I am off to the Emmys this weekend. I was just trying to explain to someone the horror of winning. Of course it is also lovely. I mean, you've won. Duh. The horror part is the getting up in front of literally millions of people and having to speak whilst you are in a state of high anxiety and emotion. It's awful. I am already having nightmares about it. Really. And the fact that I am an actor does not help much. There is no rehearsal, you have to write the script, you're not in a good state physically or mentally when it happens. I almost wish it wouldn't. Almost.

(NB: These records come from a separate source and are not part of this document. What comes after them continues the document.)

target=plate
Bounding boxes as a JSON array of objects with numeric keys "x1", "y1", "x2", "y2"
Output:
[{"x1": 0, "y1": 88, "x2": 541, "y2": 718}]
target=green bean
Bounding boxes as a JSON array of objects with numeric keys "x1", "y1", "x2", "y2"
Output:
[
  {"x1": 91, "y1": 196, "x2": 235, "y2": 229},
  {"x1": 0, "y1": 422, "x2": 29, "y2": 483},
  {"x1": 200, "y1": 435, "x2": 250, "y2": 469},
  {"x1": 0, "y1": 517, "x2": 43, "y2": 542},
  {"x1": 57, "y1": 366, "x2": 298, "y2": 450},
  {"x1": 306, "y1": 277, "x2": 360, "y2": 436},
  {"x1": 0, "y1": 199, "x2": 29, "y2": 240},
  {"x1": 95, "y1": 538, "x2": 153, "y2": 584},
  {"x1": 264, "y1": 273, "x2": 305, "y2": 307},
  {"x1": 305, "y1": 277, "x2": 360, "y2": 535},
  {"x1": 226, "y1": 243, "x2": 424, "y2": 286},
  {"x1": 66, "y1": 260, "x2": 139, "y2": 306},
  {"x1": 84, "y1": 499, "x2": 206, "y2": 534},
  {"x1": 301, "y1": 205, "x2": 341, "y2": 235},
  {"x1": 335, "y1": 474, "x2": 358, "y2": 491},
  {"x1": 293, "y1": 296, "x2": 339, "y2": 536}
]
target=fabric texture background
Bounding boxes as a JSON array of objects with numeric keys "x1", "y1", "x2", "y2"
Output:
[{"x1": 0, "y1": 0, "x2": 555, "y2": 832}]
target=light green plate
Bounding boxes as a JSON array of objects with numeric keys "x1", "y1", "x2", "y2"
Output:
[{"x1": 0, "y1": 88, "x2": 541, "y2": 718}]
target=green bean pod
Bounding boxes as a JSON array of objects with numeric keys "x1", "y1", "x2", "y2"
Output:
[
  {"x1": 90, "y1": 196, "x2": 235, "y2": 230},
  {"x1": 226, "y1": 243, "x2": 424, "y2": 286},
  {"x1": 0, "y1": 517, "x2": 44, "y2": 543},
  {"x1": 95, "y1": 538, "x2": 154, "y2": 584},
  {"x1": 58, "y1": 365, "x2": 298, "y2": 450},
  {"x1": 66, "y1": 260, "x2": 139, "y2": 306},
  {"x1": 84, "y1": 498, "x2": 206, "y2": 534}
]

There is good swag and parties though.

Below isa wee film I made. The soundtrack is the version of That's Life I did for the movie Burlesque that ended on the cutting room floor, or the DVD extra, whichever way you look at it.

Catskill disaster zone

My beloved Catskills has been truly devastated by Hurricane Irene.  We all thought we were in for it here in NYC.  Who knew the biggest damage in our state was going to be so far north and inland? This area was already having a hard time economically and now this devastation has hit it really hard and even more in need of help.

If you can spare anything, please go to The Mark Project (which is rural development organisation already trying to revitalise the area) or to the American Red Cross, and make a donation.

I am going to go up there and volunteering this weekend. Here's a video of some terrible flooding in a town called Fleischmanns!

sleep no more at midnight in paris

A couple of weeks ago I went to see Sleep No More here in NYC. It's a sort of site-specific performance dancey piece that takes you on a journey through several buidlings and weird and wonderful seetings like forests and hospitals and cavernous corridors and is based on both Macbeth and Rebecca.  You wear masks so that everyone looks the same aside form the performers and you follow them around until you see bits of action and performance.  I had a really amazing time and actually had a very prized thing happen when I was taken into a room by one of the performers and had a 'one on one', just me and him, he rambling and crushing an egg full of dust in my hand and peering at me through a magnifying glass, me being pushed against a wall and saying yes when he asked me if I heard the voices too!  He actualy took off my mask!! Transgression! Then held me and so I held him!  It was frightening and moving and erotic all at once.  And of course if I were to go again, as I fully intend to do, there is no way I will have the same experience I had that night at all.  That's the beauty of it.

But at first, as I was wandering around looking for a performer or some sign of where the action was I kept thinking I was missing the boat, that the party was going on somewhere without me. And indeed it was.  There is a ritual that takes place in a certain part of the building at the beginning of the experience that I missed, and that is why I couldn't find any of the performers.

Then, last night I went to see Woody Allen's Midnight In Paris. The message of the film - aside from French people are cultured, sexy, intellectual and artistic and Americans are stupid, mean, uptight and philistine (Yeah, tell that to the Tea Party, Woody!) - is that we all think that life is more exciting at some other time in history, that our now is never going to be as magical as some era of the past.  However, we realise by the end of the film that the people from that era also think that their time is a bit dull and they long for a time earlier when they imagine things are better too.

It sort of made me think of that first quarter of an hour of Sleep No More. Instead of wondering where the action was I should have just looked around me and soaked in the atmosphere and the spectacle of the rooms when they were empty.  The latter part of my experience was only so magical because it was cumulative, and included the first bit. 

I guess I am just reminding myself how important it is to stop and smell the roses.  Cos you don't want to leave the garden and then realise you forgot to, do you?